Immune microenvironment analysis based on prognostic models showed that the abundance of T cells CD4 memory resting cell infiltration was markedly upregulated in the high-risk group, accompanied by a significant downregulation of the abundance of T cells follicular helper, T cells CD4 memory, and T cells CD8 activated cell infiltration. Among them, T cells CD4 memory resting is common in the study of HIV. Generally, the infiltration of this cell has a protective effect on HIV and is not conducive to the clearance of HIV. In other words, the presence of these dormant memory CD4 T cells hinders the clearance of the target pathogen by the drug [28], which may be closely related to the higher chemoresistance of STAD samples in the high-risk group revealed in this study. Both CD8 T cells and activated CD4 memory T cells are associated with upregulated immune levels [29]. T cells follicular helper plays a crucial role in both initiating B-cell antibody responses and maintaining the body humoral immunity, with anti-microbial defense and the ability to inhibit cancer development [30]. These immune cells can produce cytokines such as TNF-α and interleukins [31, 32]. Immune cells in the tumor immune microenvironment can exhibit differences in drug resistance through different accumulation of cytokines[33]. Thus, the downregulation of these immune cell infiltration levels predicts a lower immune level of the tumor immune microenvironment and also shows different drug resistance. Patients with STAD often present poor prognoses. The prognostic model constructed in this study can be used to assess the immune microenvironment and chemotherapeutic drug response in STAD patients, which can provide guidance for the precise treatment of STAD patients. Similarly, Chen and his colleagues displayed a TME-associated prognostic signature for colon cancer. In their study, colon cancer samples were scored in immune and stromal degree, followed by screening DEGs according to the scores, and Cox regression was introduced to the DEGs constructing a TME-associated prognostic model (PMID: 34,497,681). Comparing to their work, our study presented prognostic model with lncRNA signature, which was different from Chen`s study. However, both the similar analytical steps showed reliable.

In conclusion, we obtained 26 lncRNAs associated with immunity and prognosis by univariate Cox analysis. And their close association with STAD immunity was verified by consensus clustering. We then performed multivariate Cox analysis of prognosis-related lncRNAs, by which we had successfully mined the feature lncRNAs and constructed a 7-lncRNA prognostic model whose their effectiveness had been evaluated then. Based on this prognostic model, it can not only predict the OS of STAD patients, but also assess the tumor immune infiltration and sample resistance to chemotherapeutic drugs.
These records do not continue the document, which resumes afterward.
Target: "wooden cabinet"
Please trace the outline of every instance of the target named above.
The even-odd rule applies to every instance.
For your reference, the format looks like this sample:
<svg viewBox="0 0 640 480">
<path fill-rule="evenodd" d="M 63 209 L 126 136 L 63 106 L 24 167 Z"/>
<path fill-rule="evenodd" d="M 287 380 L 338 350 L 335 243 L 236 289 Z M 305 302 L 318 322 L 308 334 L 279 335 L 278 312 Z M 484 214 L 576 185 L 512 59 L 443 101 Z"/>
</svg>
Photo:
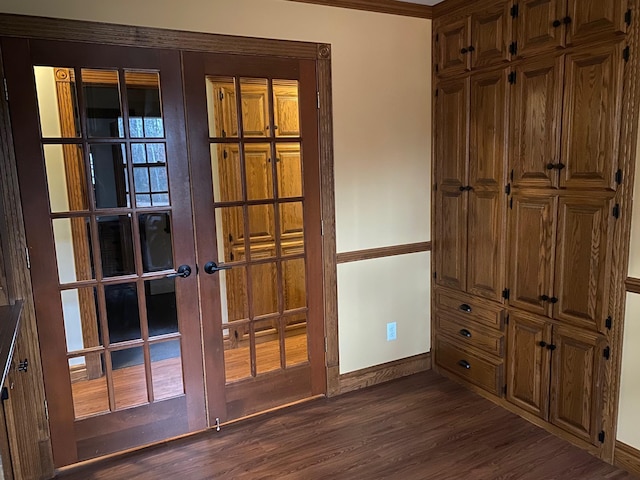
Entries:
<svg viewBox="0 0 640 480">
<path fill-rule="evenodd" d="M 507 73 L 443 82 L 436 100 L 436 152 L 447 159 L 436 169 L 436 282 L 496 301 L 504 289 Z"/>
<path fill-rule="evenodd" d="M 627 7 L 622 1 L 520 0 L 516 5 L 519 56 L 621 34 L 627 29 Z"/>
<path fill-rule="evenodd" d="M 508 62 L 512 24 L 508 7 L 500 2 L 453 22 L 436 22 L 437 72 L 455 74 Z"/>
<path fill-rule="evenodd" d="M 598 445 L 605 337 L 511 311 L 506 399 Z"/>
</svg>

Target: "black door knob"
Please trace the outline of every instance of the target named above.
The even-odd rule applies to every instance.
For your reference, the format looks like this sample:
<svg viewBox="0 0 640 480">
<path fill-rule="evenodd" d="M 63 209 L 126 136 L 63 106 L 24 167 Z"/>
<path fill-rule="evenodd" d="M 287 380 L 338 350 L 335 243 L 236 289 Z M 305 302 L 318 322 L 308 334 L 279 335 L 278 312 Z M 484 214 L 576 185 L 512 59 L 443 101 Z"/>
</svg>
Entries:
<svg viewBox="0 0 640 480">
<path fill-rule="evenodd" d="M 204 265 L 204 273 L 211 275 L 213 273 L 219 272 L 220 270 L 230 270 L 231 267 L 228 265 L 218 265 L 216 262 L 207 262 Z"/>
</svg>

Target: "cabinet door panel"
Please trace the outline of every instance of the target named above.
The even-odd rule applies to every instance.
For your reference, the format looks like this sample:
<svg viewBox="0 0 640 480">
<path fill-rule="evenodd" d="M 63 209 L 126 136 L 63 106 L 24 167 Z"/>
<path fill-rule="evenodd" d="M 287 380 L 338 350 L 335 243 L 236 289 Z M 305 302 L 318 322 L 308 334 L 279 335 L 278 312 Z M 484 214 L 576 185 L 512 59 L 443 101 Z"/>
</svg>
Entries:
<svg viewBox="0 0 640 480">
<path fill-rule="evenodd" d="M 609 292 L 611 198 L 564 197 L 558 207 L 554 317 L 603 331 Z"/>
<path fill-rule="evenodd" d="M 467 291 L 501 301 L 505 287 L 506 195 L 498 189 L 480 188 L 468 195 Z"/>
<path fill-rule="evenodd" d="M 439 188 L 436 210 L 436 282 L 466 289 L 467 274 L 467 200 L 456 188 Z"/>
<path fill-rule="evenodd" d="M 519 3 L 517 21 L 518 55 L 564 46 L 565 0 L 524 0 Z"/>
<path fill-rule="evenodd" d="M 542 295 L 551 296 L 558 198 L 513 196 L 509 210 L 509 305 L 539 315 L 551 314 Z"/>
<path fill-rule="evenodd" d="M 504 188 L 507 131 L 507 70 L 471 77 L 469 184 Z"/>
<path fill-rule="evenodd" d="M 548 419 L 551 325 L 543 318 L 509 312 L 507 400 Z M 541 345 L 540 342 L 544 342 Z"/>
<path fill-rule="evenodd" d="M 569 0 L 571 23 L 567 29 L 567 43 L 590 35 L 615 34 L 626 31 L 621 1 Z"/>
<path fill-rule="evenodd" d="M 613 189 L 624 60 L 621 42 L 567 55 L 562 123 L 563 188 Z"/>
<path fill-rule="evenodd" d="M 562 57 L 515 68 L 512 96 L 511 171 L 514 187 L 557 187 L 560 160 Z"/>
<path fill-rule="evenodd" d="M 469 19 L 436 27 L 438 73 L 460 73 L 469 69 Z"/>
<path fill-rule="evenodd" d="M 511 4 L 501 2 L 471 16 L 472 68 L 508 62 L 511 42 Z"/>
<path fill-rule="evenodd" d="M 551 357 L 549 421 L 599 445 L 602 367 L 605 339 L 575 328 L 556 326 Z"/>
<path fill-rule="evenodd" d="M 438 85 L 435 124 L 436 181 L 460 187 L 468 180 L 469 80 Z"/>
</svg>

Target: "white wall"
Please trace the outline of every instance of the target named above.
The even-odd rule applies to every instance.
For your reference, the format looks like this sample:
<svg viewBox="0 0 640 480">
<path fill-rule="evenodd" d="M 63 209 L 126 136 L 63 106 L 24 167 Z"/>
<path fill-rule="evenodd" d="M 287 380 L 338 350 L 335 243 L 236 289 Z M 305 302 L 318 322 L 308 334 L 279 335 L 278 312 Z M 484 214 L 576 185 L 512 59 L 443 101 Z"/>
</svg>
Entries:
<svg viewBox="0 0 640 480">
<path fill-rule="evenodd" d="M 3 0 L 0 11 L 330 43 L 338 252 L 430 240 L 430 20 L 285 0 Z M 339 267 L 343 373 L 430 349 L 429 272 L 427 254 Z M 354 295 L 363 285 L 371 293 Z M 396 343 L 378 348 L 378 330 L 356 339 L 397 298 Z"/>
</svg>

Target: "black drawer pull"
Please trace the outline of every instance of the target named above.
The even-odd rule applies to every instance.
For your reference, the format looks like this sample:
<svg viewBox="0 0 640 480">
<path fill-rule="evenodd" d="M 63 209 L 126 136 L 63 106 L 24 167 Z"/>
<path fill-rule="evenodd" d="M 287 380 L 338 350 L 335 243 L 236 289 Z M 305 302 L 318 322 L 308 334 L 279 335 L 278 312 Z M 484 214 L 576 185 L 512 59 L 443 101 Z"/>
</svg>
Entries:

Finally, in this study, nomograms were constructed based on prognostic model risk score, age, gender, and TNM tumor stage for accurately predicting the prognosis of STAD patients. The prognostic model constructed in this study can be used as reliable data support for clinical STAD prognosis prediction and precise treatment.

Our study firstly presented immune-related DElncRNAs signature combining K-means clustering and Cox regression analyses to assess the prognosis of stomach adenocarcinoma patients. However, this study still has limitations. First, the performance evaluation of our prognostic model should be validated on more STAD datasets. Second, all data are derived from open databases, and there are systematic errors among the data. Finally, this study is a pure bioinformatics study, and the results of the role of feature lncRNAs on patient prognosis and drug resistance differences in samples should be further confirmed by clinical experiments. Hence, in the follow-up study, we will try to establish our own sample database to further verify the experimental results and explore its potential mechanism in depth.